The Future: 2026 as the Year of Geometric and Topological Learning
I have a strong intuition that 2025–2026 will mark the emergence of geometric and topological learning as mainstream tools in AI and knowledge representation. The pieces are falling into place:
Mature geometric deep learning frameworks
Accessible topological data analysis tools
Growing understanding of hyperbolic neural networks
Recognition that different structures demand different geometries
The war between vectors and graphs can end — not because one side won, but because we’ve transcended the dichotomy. We can talk about the topology and geometry of information itself:
What is the shape of this knowledge domain?
Does it have holes, boundaries, curvature?
How does it transform under different operations?
What geometric space naturally hosts it?
The combination of graphs, metagraphs, and topology creates an extraordinarily rich framework. Hypergraphs — where edges can connect arbitrary numbers of nodes — are already a major part of topological data learning. When you add metagraph structure on top, you get compositional, hierarchical, topologically analyzable knowledge structures that can finally capture the true complexity of real-world information.
Conclusion
The question was never really “vectors or graphs?” It was always “what geometric and topological structure best captures this information?”

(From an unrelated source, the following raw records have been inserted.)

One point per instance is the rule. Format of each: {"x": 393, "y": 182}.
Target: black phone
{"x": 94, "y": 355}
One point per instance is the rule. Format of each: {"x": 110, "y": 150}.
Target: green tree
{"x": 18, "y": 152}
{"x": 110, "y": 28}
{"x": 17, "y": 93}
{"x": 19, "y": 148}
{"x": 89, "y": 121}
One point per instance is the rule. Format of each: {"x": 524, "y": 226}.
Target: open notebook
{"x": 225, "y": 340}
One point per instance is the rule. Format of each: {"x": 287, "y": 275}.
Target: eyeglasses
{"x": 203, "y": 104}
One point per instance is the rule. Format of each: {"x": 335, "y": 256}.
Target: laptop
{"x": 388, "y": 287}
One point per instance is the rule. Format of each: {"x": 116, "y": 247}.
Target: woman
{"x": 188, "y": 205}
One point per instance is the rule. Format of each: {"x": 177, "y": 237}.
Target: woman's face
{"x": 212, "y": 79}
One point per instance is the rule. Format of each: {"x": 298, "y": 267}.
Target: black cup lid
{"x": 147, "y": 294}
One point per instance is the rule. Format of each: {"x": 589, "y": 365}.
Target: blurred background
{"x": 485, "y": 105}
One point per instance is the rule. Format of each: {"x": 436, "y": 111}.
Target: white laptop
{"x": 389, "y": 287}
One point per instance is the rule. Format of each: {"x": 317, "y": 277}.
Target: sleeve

Topology provides the unifying framework we’ve been searching for — a way to think about discrete and continuous, local and global, structure and transformation all within a single coherent mathematical language. As we move forward, the most powerful AI systems won’t be purely vector-based or purely graph-based. They’ll be topology-aware systems that fluidly move between geometric representations as the data and task demand.
The future of machine learning is geometric, topological, and beautifully multidimensional.